2016 was a year that saw China receive a bombardment of criticism and complaints from steel companies around the globe, China was highly scrutinized for allegedly dumping unsustainably cheap steel on the shores of other countries. However, Kiyoshi Imamura, the managing director of one of Japan’s largest producers of recycled steel has come out and called on companies to not fear over a repeat scenario in 2017.
Kiyoshi Imamura from Tokyo Steel believes that increased domestic demand in China and reduction in production capacity will lead to a more steady and manageable market. He cited an increase in infrastructure investment such as transport links and the shutting of illegal and inefficient mills as the main reasons for his statement. New service industries like online shopping can help absorb workers that lose their jobs, he added.

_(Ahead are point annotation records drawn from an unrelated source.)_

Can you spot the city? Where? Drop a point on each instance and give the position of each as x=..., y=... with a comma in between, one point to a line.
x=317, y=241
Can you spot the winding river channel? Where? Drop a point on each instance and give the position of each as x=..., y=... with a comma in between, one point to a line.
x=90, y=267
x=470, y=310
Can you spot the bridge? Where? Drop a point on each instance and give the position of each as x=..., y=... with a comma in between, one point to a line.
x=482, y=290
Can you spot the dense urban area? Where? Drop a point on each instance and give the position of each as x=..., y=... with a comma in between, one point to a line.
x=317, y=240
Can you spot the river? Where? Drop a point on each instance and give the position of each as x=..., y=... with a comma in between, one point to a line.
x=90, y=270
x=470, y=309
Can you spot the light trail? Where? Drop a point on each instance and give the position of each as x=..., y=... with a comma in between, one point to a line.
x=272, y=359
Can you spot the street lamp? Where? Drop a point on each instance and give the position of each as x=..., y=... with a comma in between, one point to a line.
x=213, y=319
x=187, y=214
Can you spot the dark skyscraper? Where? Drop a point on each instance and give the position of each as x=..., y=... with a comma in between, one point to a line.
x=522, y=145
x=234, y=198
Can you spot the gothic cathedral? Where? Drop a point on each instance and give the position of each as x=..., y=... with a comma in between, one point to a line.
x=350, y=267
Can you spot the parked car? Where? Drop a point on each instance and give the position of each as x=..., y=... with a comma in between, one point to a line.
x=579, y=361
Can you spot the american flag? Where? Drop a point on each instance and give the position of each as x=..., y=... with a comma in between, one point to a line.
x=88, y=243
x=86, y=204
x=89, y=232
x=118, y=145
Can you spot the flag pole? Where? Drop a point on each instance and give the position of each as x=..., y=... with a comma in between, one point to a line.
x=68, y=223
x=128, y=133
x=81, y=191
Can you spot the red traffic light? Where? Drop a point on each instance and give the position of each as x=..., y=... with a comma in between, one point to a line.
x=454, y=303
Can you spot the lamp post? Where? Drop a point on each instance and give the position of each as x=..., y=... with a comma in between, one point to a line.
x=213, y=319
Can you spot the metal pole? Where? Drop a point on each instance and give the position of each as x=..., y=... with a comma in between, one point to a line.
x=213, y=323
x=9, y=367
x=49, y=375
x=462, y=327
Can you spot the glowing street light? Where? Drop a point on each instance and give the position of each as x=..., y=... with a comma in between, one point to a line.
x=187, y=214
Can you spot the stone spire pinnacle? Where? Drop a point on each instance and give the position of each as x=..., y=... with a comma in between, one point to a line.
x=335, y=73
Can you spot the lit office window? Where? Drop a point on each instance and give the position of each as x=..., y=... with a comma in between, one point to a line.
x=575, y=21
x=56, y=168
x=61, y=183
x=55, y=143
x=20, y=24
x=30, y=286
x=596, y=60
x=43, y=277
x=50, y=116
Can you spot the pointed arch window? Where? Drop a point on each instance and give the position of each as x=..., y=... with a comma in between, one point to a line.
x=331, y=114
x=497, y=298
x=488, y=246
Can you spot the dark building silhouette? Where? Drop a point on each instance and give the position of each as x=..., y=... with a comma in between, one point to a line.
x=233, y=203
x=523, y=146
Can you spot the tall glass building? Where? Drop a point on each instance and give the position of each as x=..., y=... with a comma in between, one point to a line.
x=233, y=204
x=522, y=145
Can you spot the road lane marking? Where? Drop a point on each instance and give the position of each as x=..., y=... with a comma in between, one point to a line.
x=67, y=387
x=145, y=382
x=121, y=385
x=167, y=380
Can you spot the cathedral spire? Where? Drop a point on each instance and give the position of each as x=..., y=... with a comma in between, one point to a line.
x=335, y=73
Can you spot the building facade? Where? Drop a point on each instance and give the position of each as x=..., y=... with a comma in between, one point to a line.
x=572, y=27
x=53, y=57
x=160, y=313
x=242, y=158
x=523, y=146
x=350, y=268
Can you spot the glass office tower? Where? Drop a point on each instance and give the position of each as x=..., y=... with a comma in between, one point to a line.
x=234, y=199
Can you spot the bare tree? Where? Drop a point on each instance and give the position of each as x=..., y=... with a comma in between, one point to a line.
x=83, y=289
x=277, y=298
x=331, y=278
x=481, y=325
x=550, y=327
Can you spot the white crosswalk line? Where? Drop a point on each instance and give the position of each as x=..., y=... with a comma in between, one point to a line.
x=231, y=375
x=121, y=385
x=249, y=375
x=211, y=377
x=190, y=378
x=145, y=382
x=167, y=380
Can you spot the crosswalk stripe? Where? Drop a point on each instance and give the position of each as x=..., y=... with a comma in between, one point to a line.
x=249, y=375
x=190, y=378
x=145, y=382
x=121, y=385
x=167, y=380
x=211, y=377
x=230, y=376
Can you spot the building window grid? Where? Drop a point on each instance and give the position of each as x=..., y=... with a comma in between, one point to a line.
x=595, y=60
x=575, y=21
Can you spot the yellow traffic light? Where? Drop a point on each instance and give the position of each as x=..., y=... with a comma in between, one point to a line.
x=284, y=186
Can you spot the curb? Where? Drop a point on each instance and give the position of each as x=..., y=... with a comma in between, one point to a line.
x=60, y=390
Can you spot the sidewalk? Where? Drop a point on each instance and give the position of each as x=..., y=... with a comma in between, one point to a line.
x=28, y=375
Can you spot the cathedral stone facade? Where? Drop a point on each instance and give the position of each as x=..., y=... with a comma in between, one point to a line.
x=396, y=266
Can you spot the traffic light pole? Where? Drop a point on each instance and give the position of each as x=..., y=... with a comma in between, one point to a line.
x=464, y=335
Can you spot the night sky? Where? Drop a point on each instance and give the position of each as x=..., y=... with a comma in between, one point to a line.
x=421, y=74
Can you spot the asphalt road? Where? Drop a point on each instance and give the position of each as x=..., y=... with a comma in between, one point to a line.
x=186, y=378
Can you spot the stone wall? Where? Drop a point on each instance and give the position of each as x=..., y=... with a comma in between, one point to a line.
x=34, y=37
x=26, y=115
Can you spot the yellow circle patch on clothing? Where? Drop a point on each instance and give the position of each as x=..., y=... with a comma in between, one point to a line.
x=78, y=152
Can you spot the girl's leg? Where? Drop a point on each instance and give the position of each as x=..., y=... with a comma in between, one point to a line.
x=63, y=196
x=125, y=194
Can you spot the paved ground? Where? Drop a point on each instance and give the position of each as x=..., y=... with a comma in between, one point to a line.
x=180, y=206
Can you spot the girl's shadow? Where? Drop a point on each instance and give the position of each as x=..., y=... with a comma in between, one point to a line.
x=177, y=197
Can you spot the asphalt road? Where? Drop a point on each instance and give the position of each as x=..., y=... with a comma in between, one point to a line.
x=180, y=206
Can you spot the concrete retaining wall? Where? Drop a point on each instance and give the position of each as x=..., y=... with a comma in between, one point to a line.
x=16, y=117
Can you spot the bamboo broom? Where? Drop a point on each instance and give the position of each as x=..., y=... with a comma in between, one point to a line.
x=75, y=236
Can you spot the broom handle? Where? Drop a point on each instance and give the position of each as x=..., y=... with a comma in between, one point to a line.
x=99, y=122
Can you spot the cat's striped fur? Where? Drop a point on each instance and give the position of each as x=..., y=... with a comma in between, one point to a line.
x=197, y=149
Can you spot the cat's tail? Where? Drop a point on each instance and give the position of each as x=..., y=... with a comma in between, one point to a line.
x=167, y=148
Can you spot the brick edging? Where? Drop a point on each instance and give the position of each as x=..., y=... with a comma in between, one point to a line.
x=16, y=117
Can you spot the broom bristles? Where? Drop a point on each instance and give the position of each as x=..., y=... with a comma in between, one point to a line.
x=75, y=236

“China won’t trigger an imbalance of supply and demand, at least this year,” Imamura said in Tokyo on March 14. “I strongly feel that prices won’t go back to the previous levels because of China overproducing steel,” he said. The nation accounts for about half of global supply.
The country has started the year on a firm footing, with macro data showing fixed-asset investment rising 8.9 percent in January and February from a year ago, and industrial output increasing 6.3 percent. The benchmark price of domestic hot-rolled coil in China has jumped 60 percent in the past year, and Imamura sees the metal staying at current levels of $500 to $600 a metric ton.
Back in 2015, coil prices slumped 33 percent as Chinese exports of steel surged to a record 112 million tons. The deluge hurt global steel mills and prompted countries from India to the U.S. to introduce import tariffs. It even reached the level of a meeting of G-20 countries, which agreed to set up a group to address overcapacity.
Imamura recently went on a business trip to different areas of China in an attempt to study the market; he visited Jinan, Chongqing, Shanghai and Wuxi. He was involved in various meetings throughout the trip and has come out with a positive outlook on the development of the economy and manufacturing.
Like most mills, Tokyo Steel has benefited from the price rally. The shares are up 44 percent in the past year, outperforming a 21 percent gain in Japan’s top producer, Nippon Steel & Sumitomo Metal Corp.
Tokyo Steel uses electric-arc furnaces that use scrap as its feedstock, whilst the country’s largest steelmakers such as Nippon Steel use iron ore and coking coal. High-end steel is typically made from iron ore and supplied for cars and electronic devices. While steel from scrap is used mostly in construction, the process emits far less carbon dioxide, says Tokyo Steel.